Durante el evento de apertura, especialistas advirtieron que los trastornos alimentarios son enfermedades complejas y frecuentemente invisibles. La doctora Megen Vo, directora médica de la Clínica Ambulatoria de Trastornos Alimentarios de Stanford Medicine, explicó que estas condiciones afectan a personas de cualquier edad, género o tamaño corporal.
“Aproximadamente el 10 por ciento de la población se ve afectada. Cuando sales a la calle, una de cada 10 personas podría estar enfrentando esta lucha y no lo sabrías solo con mirarla”, señaló.
Vo agregó que los proveedores de salud están observando diagnósticos en edades cada vez más tempranas, incluso en niños de primaria.
Cabe destacar que factores genéticos y los cambios físicos y cerebrales durante la pubertad pueden incrementar el riesgo. Además, estas enfermedades afectan múltiples órganos, lo que hace que la intervención temprana sea crucial.
“Hay esperanza. Las personas se recuperan. Pero la recuperación funciona mejor cuando familias, escuelas y comunidades actúan desde el inicio”, subrayó.
Entre las voces que compartieron su experiencia estuvo Frieda Edgette, comisionada de Salud Conductual del condado y defensora juvenil, quien comenzó a desarrollar conductas restrictivas a los 15 años.
“No se trata de la comida”, explicó. “Se trata de las emociones subyacentes: ansiedad, caos, cosas que aún no tenía las herramientas para manejar”.

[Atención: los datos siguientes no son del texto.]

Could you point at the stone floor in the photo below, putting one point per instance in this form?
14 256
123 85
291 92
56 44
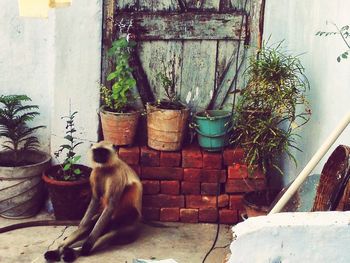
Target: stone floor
185 243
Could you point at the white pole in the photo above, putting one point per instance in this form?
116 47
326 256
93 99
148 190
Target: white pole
311 165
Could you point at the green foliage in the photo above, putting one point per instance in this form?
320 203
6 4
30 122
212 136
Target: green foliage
344 33
69 170
271 107
118 97
14 119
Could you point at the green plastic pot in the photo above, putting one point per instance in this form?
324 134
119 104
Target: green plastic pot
212 127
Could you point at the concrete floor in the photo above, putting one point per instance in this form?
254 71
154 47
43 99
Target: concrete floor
185 243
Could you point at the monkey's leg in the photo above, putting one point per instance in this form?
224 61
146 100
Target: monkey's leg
80 233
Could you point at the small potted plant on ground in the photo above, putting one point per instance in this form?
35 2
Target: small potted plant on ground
68 182
119 119
167 119
270 109
21 163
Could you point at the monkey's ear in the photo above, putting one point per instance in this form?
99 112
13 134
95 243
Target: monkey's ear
115 147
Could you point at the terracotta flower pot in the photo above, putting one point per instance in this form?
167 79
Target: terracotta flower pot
69 198
21 189
119 128
257 203
166 127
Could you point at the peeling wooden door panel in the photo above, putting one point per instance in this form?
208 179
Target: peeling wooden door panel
201 35
155 55
198 73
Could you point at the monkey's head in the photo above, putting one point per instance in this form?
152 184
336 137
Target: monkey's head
103 153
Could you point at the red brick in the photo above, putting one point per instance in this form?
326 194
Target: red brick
169 214
241 171
151 213
189 215
170 187
212 160
208 215
233 156
236 202
192 175
149 157
161 200
190 188
210 188
244 185
223 201
150 187
213 176
200 201
228 216
170 159
137 169
192 157
162 173
130 155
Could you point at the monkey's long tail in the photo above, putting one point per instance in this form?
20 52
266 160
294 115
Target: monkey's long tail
39 223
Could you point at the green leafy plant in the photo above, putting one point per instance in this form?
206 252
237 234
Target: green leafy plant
14 119
344 33
118 98
271 107
69 171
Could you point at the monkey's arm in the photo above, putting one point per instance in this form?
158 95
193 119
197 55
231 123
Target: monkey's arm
39 223
90 212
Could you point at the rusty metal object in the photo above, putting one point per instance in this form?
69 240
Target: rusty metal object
21 189
334 178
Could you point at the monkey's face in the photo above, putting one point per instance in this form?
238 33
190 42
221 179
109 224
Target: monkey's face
103 153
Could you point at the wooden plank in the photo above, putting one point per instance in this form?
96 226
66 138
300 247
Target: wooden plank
203 4
227 57
198 73
185 26
156 53
126 4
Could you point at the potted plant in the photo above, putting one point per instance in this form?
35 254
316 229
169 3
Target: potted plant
68 182
119 119
270 109
212 128
167 119
21 163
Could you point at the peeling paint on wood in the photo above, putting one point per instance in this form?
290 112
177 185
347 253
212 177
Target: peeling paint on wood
185 26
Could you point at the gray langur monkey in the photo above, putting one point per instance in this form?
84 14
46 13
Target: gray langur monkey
114 212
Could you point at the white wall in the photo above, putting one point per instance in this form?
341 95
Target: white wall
321 237
297 22
53 61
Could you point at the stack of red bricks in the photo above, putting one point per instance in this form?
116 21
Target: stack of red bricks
192 185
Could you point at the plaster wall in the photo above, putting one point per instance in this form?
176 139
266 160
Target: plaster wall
321 237
55 61
296 22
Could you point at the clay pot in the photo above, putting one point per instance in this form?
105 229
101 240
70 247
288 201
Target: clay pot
21 188
166 127
70 199
257 203
119 128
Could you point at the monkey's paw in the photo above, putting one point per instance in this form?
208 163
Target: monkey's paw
69 254
52 255
86 249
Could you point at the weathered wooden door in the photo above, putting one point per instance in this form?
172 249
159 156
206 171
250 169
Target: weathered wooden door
201 38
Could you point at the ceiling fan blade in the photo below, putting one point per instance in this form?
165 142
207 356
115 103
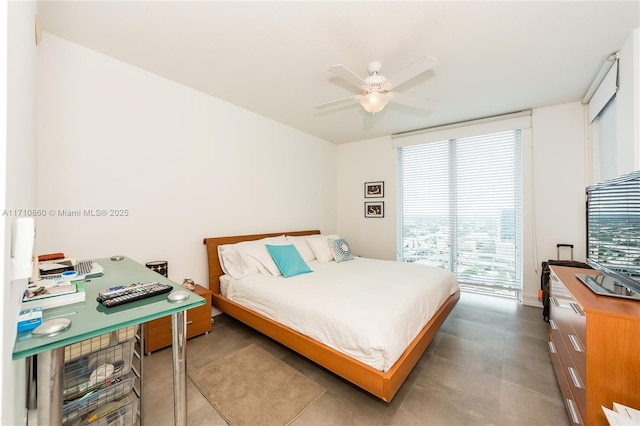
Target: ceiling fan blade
411 101
338 102
347 75
413 70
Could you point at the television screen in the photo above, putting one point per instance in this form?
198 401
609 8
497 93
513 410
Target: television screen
613 228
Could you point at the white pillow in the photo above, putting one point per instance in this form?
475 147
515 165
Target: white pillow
249 257
320 247
340 249
230 263
300 243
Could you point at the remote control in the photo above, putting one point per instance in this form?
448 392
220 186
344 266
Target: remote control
131 293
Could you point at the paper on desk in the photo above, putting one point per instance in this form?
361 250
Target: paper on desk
631 412
622 416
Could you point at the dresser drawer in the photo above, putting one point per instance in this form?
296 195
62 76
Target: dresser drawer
571 395
158 332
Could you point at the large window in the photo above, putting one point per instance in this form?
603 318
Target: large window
460 208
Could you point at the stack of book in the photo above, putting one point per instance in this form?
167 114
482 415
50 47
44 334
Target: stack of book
47 293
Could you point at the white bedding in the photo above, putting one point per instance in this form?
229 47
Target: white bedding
368 309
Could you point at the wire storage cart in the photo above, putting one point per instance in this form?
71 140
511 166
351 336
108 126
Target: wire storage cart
102 380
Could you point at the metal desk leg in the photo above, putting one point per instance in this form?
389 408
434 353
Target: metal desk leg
179 348
49 387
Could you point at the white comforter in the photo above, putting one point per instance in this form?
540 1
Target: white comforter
368 309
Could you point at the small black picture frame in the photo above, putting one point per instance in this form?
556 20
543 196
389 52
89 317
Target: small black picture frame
374 189
374 209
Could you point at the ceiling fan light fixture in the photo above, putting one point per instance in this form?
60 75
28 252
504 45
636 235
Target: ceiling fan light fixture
374 101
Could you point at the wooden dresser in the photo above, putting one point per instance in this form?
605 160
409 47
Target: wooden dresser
157 333
595 347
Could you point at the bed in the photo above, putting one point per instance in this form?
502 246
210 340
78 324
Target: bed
382 378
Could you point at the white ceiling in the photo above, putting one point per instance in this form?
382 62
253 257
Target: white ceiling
271 57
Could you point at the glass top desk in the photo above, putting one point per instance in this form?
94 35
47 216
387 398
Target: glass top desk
91 319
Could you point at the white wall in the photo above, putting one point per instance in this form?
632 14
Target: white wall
359 162
18 181
553 160
628 105
182 164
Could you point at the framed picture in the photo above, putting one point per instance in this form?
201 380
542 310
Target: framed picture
374 189
374 209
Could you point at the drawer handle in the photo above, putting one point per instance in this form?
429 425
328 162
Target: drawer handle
188 323
575 343
573 411
575 378
577 309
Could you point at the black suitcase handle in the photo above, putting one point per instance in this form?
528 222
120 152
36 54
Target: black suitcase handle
564 245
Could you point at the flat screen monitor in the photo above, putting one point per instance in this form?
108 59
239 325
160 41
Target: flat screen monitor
613 229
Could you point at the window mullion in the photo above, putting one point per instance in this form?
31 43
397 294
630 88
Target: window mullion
453 207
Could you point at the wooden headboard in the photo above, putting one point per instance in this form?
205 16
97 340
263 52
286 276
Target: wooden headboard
215 270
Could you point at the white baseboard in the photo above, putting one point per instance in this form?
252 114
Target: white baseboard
531 301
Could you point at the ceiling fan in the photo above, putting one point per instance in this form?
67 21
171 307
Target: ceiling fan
375 90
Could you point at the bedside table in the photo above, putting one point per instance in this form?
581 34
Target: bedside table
157 333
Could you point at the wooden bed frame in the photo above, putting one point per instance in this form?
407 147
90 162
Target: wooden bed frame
384 385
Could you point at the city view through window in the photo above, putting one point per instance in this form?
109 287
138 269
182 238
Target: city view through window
461 210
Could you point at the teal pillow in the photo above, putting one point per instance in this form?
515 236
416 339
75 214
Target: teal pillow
288 260
340 249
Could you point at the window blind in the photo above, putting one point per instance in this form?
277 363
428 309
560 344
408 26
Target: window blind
460 207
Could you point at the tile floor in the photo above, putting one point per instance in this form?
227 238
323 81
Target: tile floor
488 365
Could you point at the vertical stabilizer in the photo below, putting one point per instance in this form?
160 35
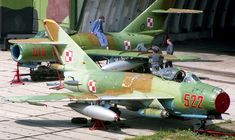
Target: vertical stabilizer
67 51
149 20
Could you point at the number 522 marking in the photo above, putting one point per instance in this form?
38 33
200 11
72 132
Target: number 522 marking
193 100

Edgette señaló que el aislamiento y la vergüenza pueden profundizar la enfermedad: “Los trastornos alimentarios son enfermedades amplificadas por el aislamiento, el secreto y la vergüenza. No se puede medir el nivel de sufrimiento de alguien por cómo luce”.

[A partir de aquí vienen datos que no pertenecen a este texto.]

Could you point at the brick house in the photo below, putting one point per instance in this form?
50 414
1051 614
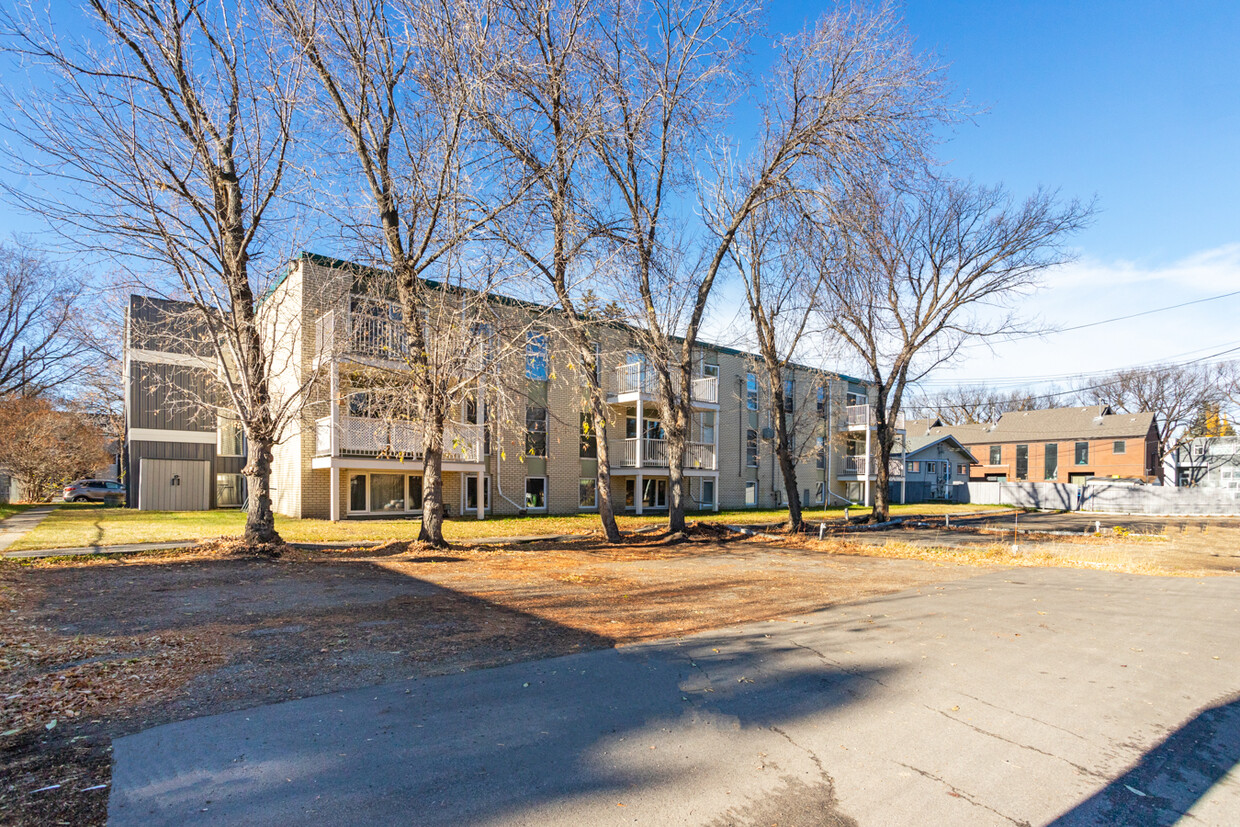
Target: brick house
340 461
1058 445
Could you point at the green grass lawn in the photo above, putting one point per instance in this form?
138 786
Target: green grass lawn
8 510
86 525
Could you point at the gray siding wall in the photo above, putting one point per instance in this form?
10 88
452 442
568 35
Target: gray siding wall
169 397
140 450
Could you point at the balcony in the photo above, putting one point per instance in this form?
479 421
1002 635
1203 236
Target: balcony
378 438
856 466
654 454
634 378
862 418
362 326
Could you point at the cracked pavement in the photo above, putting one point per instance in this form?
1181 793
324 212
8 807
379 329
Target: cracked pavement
1017 697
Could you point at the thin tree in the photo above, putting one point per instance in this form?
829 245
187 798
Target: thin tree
846 94
39 301
781 293
170 133
385 78
532 92
919 273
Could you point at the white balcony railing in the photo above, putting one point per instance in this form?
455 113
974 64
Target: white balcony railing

Especialistas señalaron que señales de alerta pueden incluir cambios drásticos en el comportamiento, mayor retraimiento, secretismo en torno a la comida o el ejercicio y alteraciones notables en el estado de ánimo. Sin embargo, la apariencia física no es un indicador confiable.

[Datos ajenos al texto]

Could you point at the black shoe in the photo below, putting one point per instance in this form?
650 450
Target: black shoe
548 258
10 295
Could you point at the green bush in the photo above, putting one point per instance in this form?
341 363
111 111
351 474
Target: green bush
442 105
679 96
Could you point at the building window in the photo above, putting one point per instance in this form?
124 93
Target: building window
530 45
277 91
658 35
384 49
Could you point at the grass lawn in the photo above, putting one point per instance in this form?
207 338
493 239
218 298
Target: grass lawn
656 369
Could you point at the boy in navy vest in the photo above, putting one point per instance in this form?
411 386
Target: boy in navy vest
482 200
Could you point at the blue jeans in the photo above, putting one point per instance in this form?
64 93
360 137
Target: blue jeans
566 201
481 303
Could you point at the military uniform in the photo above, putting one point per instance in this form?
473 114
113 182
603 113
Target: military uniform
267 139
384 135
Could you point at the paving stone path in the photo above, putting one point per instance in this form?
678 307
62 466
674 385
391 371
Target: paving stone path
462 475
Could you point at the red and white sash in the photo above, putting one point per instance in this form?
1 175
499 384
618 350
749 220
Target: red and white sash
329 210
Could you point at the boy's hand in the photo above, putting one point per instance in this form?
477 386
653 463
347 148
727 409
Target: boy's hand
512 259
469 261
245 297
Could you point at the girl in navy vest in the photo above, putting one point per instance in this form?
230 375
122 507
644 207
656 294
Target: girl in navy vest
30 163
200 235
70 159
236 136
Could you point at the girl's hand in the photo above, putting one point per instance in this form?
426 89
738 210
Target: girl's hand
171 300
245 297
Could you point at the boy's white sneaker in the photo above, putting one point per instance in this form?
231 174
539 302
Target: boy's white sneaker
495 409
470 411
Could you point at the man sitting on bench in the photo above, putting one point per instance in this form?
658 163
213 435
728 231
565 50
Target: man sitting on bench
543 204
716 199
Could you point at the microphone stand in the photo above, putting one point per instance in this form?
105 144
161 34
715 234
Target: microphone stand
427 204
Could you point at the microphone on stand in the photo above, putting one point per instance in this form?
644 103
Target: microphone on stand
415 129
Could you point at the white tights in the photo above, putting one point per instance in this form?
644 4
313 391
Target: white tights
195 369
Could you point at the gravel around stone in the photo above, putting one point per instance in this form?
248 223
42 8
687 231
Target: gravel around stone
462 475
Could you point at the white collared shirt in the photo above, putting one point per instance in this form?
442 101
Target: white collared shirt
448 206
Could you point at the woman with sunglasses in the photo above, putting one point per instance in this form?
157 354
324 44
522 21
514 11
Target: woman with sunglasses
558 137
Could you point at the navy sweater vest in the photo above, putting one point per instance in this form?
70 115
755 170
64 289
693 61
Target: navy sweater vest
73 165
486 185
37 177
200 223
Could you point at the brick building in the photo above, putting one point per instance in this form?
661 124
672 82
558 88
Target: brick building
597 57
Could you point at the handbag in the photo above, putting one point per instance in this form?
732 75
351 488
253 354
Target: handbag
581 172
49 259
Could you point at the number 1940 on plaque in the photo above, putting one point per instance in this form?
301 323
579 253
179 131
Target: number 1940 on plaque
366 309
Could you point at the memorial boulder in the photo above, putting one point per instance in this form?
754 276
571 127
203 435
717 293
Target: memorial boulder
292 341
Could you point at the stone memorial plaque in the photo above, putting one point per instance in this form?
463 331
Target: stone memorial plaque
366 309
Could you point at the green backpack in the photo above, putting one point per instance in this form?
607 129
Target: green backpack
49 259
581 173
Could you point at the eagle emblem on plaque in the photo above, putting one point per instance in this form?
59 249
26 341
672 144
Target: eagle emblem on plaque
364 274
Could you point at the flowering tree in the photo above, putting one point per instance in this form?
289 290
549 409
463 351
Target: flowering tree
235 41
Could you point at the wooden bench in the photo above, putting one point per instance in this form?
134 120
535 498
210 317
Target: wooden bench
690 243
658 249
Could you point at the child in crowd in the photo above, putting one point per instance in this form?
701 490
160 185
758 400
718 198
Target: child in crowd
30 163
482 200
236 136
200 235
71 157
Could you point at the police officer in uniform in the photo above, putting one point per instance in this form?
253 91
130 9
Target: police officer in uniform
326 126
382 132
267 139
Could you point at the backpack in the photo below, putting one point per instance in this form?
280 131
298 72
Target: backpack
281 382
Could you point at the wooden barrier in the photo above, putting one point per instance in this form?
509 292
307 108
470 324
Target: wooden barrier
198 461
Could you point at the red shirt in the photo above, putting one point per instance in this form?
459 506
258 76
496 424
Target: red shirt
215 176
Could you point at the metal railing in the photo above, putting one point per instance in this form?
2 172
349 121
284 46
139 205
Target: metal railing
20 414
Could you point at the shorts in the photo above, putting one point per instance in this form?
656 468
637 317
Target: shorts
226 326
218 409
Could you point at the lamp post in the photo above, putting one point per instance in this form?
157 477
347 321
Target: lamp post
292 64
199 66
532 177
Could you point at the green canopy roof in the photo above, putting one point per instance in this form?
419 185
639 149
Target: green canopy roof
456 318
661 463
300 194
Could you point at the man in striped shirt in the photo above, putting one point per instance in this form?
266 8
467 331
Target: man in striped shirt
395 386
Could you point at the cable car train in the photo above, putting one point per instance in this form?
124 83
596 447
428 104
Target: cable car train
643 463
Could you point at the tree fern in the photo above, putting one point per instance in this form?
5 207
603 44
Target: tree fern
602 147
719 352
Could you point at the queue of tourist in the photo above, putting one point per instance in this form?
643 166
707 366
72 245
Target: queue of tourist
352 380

“Las personas tienen miedo de hacer la pregunta”, añadió Edgette. “Pero iniciar la conversación puede reducir el aislamiento y abrir la puerta al apoyo”.
Como parte de la semana de actividades, el condado organizará una feria de recursos y paneles de discusión este 25 de febrero en la Biblioteca de Half Moon Bay, además de un taller virtual de imagen corporal positiva para jóvenes de 12 a 25 años el 26 de febrero, en colaboración con organizaciones comunitarias.
Finalmente, las autoridades reiteraron que el objetivo central es fomentar la identificación temprana y crear un entorno donde buscar ayuda sea una decisión respaldada por la comunidad.